We perpetuate this as a culture by passing judgements on whether or not another’s misfortune is worthy of pity on the grading curve of misery. We unnecessarily pit our troubles against one another as if who is worthy of compassion at any given time is a competition. 


I believe we can hold space for all of it. “I’ve got it bad but they’ve got it worse” can certainly be a mechanism to temporarily feel better about your problems but it too often prevents you from dealing with them. Instead we can acknowledge that our problems are different but they still impact our lives. If I lose my arm I can still acknowledge your pain in losing your finger. 


So much of what we’ve had to sacrifice over the past year is the mundane. It’s going to the grocery store on a whim and taking your time. It’s running into a friend on the sidewalk and giving them a hug. It’s the passing conversations at the office. It’s grabbing takeout and not being nervous about the line. It’s the mundane, not the big moments, that really define our lives. 

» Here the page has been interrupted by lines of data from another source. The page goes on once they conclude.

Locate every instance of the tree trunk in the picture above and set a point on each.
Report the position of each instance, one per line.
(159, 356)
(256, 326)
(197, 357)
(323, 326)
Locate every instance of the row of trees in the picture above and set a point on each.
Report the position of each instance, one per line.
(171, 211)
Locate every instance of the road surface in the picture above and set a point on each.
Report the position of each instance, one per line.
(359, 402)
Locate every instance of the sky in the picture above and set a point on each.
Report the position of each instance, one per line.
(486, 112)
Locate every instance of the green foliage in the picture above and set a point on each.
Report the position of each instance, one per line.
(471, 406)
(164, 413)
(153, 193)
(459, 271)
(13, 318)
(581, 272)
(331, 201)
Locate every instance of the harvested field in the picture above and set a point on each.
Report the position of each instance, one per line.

Any one of those singular events taken away is no great loss, but the dozens of those moments, that you maybe don’t even take stock of because they are so routine, that happen any given week on an ongoing basis are. You can and should be there for those around you that have lost loved ones or have had their lives turned upside down. But you can and should also be there for yourself without guilt or reservation even if you haven’t.